Specifically, the researchers at Lawrence Livermore National Laboratory (LLNL) were able to examine the molecular bonding of several acrylate resins.
Acrylates are typically used in commonly available photopolymer resins. These have the unique property of solidifying when exposed to specific frequencies of light energy. In a resin 3D printer, this is done with lasers, LEDs or projectors.
In their paper, ”On the Network Topology of Crosslinked Acrylate Photopolymers: A Molecular Dynamics Case Study”, the researchers say:
“By employing the same force field and reactive scheme and studying three representative multifunctional acrylate monomers we isolate the importance of the nonreactive moieties within these model monomers. Analyses of reactive trajectories benchmark the estimated gel points, cyclomatic character, and spatially-resolved crosslinking tendencies of the acrylates as a function of conversion. These insights into the similarities and differences of the polymerization and resulting networks suggest molecular mechanics as a useful tool in the rational design of photopolymerization resins.”

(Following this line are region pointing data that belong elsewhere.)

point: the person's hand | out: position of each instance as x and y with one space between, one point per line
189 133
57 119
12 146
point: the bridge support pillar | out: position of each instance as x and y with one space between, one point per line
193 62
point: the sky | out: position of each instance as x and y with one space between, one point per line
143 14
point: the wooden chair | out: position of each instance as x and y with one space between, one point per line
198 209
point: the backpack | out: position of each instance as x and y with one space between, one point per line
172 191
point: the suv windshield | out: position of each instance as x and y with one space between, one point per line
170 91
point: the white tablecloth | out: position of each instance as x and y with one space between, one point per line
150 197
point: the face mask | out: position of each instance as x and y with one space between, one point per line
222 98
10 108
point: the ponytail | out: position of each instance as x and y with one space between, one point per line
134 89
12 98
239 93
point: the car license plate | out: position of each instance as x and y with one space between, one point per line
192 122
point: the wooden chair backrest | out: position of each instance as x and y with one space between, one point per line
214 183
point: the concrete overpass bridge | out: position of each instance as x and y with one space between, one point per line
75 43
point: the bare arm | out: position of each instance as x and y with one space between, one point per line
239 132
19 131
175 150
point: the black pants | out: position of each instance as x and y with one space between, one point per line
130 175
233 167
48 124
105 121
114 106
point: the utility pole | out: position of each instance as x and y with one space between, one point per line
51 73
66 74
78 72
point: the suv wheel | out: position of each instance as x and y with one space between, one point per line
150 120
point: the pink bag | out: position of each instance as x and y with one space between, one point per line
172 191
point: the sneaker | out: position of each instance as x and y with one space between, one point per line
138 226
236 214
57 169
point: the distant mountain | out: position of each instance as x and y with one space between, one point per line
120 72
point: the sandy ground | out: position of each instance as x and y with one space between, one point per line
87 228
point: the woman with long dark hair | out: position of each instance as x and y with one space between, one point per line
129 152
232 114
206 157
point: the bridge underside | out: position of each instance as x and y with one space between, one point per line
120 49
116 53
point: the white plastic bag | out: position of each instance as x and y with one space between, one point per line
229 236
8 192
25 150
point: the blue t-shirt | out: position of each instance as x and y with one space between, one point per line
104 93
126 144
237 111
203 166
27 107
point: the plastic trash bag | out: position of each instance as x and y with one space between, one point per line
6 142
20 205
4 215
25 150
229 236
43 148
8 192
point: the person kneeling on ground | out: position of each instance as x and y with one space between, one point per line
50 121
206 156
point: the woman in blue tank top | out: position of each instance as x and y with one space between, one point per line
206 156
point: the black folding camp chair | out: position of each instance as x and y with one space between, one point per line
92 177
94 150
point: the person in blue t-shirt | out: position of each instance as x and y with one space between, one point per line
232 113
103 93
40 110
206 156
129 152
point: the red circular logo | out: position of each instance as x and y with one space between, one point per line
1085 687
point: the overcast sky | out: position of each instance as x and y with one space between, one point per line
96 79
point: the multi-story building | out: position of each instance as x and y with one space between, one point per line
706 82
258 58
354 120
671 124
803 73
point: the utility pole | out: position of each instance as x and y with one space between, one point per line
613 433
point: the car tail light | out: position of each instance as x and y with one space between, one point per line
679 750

They’re using advanced particle dynamic simulation methods to observe how a given chemical formula will react. Their simulation involved a virtual cube of monomers of either 512 or 2000 “molecules”. This complex process involved simulating local ordering, structure and dynamics of each monomer as it polymerized.
At top you can see an image of the simulated polymerization that took place. In the time sequence, the blue liquid resin gradually polymerizes into red material.
I believe this be a significant breakthrough for the 3D printing industry, as it opens the door for the development of incredibly more powerful resin materials.
Essentially they’ve developed a way to computationally design and test potential resin materials. This could be vastly more efficient than physical experimentation.
Imagine a future system in which you provide some input parameters of the desired resin and then you let the machine churn through endless possibilities to eventually identify a chemical formula that meets those requirements.
If this type of system were to become available there might be a tidal wave of customized resins with all manner of unusual properties suddenly available.
That could greatly assist the development of new 3D printing processes that are based on resin materials. One that specifically comes to mind is volumetric 3D printing, a new approach in which a cylindrical vat of clear resin is transformed into the desired object all at once. This startling technology is not yet available, but several parties are deep at work on it.
It’s quite likely their approaches could be helped or even enabled by a simulated resin formula that optimizes for their requirements.
We may see not only new resins, but new 3D printing processes emerge as a result of this research.